On The Road to Now, we talk a lot about how understanding history is essential to making informed political decisions. In today’s episode, Patricia O’Toole joins us to talk about what happened when a historian got control of the White House.
O’Toole’s new biography The Moralist: Woodrow Wilson and the World He Made (Simon & Schuster, 2018) examines the life of a President whose policy was guided by his personal sense of morality. From today’s perspective, Woodrow Wilson’s time in the White House (1913-1921) seems full of contradictions. He supported a constitutional amendment to ensure women’s suffrage, but oversaw the re-segregation of America’s civil service. He championed national self-determination for the people of Europe, but readily deployed US soldiers to intervene in Latin America.
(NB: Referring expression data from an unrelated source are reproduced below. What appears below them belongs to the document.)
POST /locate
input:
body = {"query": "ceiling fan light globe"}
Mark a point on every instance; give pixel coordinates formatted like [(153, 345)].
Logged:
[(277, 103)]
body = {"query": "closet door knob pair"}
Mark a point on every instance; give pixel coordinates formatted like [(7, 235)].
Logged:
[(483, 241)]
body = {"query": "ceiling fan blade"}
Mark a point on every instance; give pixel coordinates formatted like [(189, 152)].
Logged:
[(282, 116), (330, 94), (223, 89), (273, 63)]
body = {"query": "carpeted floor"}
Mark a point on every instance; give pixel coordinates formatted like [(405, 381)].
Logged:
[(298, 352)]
And he won re-election with the slogan “He Kept Us Out Of War,” yet called for America’s entry into World War I just a little over a month after his second inauguration. In spite of this, O’Toole says that a close examination of Wilson’s thought and policy reveals a consistent world view that binds these seemingly contradictory actions together.
Patricia O’Toole is the author of five books, including The Five of Hearts: An Intimate Portrait of Henry Adams (Simon & Schuster, 2006), which was a finalist for the Pulitzer Prize. She previously taught in the School of the Arts at Columbia University was a fellow of the Society of American Historians. Her new biography of Woodrow Wilson The Moralist was released on April 24, 2018.